Context of the New York Convention
The United Nations diplomatic conference enacted the New York convention, also referred to as the Convention on the Recognition and Enforcement of Foreign Arbitral Awards, on June 10, 1958. It went into effect on June 7, 1959.
It is frequently regarded as among the most significant conventions within International Trade law.
In international arbitration, it is frequently referred to as a cornerstone. It requires contracting state courts to give effect to an agreement to arbitrate when they are confronted with an act entailed by an arbitration agreement and to recognize and implement awards rendered in the other states, subject to certain restricted limitations.
One hundred fifty-six parties have currently signed the Convention.
Objectives of the New York Convention
Acknowledging the burgeoning role of international arbitration proceedings in international dispute settlement, the New York Convention aims to establish familiar legislative standards for acknowledging arbitration clauses and the enforcement of foreign arbitral awards of international and non-domestic arbitration tribunals by domestic courts.
The phrase "non-domestic" seems to encompass awards that, despite being made in the subject of execution, are viewed as "foreign" under its law due to a particular foreign element in the procedures, such as applying another State's procedural legislation.
The primary goal of the New York Convention is to ensure that international and non-domestic arbitration proceedings are not discriminated against, and it requires Parties to ensure that such awards are recognized and usually competent of regulation in their purview in almost the same manner that domestic awards are.
An additional goal of the Convention is to demand courts of Parties to start giving full impact to arbitration clauses by mandating the court system to deny full functionality to court in violation of their memorandum of understanding to refer the issue to an arbitration court.
☛ Also Read: Current Affairs Today
Benefits of the New York Convention
The Convention is quite known to boost investor confidence. It will be a positive ray of hope for international investors due to India's commitment to bind by ADR, or Alternative Dispute Resolution practices practised worldwide.
It requires contracting states' courts to give effect to private arbitration agreements and recognize and enforce an arbitral award made by other states' parties.
New York Convention and India
The government of India had been ordered to pay $1.2 billion in damages to energy gigantic Cairn Plc after losing an international tribunal case over the observational levy of taxes.
The Permanent Court of Arbitration in The Hague retained that the Cairn tax dispute is a tax-related investment dispute and thus falls under its jurisdiction. It claimed that India's demand for back taxes violated fair and equal treatment underneath the UK-India Mutual Cooperation Investment Agreement.
The New York Convention applies to arbitration proceedings that are not regarded as domestic awards in the state where acknowledgement and regulation are sought.

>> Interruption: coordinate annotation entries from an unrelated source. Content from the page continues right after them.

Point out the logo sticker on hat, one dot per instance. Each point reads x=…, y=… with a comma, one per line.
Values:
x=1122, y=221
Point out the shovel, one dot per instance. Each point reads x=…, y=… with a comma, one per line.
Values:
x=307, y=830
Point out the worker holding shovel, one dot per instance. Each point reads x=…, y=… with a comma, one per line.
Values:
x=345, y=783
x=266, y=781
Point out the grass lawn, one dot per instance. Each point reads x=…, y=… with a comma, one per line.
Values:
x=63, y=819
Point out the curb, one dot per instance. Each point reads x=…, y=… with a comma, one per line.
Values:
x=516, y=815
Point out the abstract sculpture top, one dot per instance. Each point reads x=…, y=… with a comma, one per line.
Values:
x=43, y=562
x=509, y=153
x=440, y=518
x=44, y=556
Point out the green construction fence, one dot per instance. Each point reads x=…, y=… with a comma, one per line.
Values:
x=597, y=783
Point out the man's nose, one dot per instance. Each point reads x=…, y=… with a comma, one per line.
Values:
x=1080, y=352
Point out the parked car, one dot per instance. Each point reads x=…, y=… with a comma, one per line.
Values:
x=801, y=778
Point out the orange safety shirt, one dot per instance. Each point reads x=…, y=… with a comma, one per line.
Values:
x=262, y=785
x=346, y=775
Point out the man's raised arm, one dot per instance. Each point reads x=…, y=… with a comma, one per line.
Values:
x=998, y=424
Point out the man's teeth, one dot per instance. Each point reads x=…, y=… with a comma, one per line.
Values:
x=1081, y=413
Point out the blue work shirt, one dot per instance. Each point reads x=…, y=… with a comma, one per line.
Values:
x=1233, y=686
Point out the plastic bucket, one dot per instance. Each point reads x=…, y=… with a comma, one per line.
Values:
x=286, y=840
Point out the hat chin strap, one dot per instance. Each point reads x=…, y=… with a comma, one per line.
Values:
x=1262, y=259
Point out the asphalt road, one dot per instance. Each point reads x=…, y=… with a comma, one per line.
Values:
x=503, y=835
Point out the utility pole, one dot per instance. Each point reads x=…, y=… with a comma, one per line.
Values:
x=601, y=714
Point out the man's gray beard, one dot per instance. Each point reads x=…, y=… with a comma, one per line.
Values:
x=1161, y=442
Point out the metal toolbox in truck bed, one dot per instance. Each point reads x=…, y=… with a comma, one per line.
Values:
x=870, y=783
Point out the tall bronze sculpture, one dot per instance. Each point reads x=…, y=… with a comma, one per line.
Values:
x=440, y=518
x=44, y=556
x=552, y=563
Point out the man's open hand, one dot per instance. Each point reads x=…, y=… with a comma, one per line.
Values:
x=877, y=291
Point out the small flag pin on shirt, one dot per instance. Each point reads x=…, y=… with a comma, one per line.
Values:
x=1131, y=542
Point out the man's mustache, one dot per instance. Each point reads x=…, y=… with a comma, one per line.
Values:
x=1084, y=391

It is widely regarded as the fundamental device for international arbitration.
FAQs on New York Convention
Q1. What is the New York Convention?
The New York Convention must ensure the enforcement of foreign arbitration awards around the world.
Q2. Why is New York Convention so popular?
The New York Convention is popular because it is one of the most successful treaties of the United Nations in international trade and law.
Q3. When did India become a part of the New York Convention?
India became part of the New York Convention on June 10 1958.
Q4. When was the New York Convention set into effect?
The New York Convention went into effect on June 7, 1959.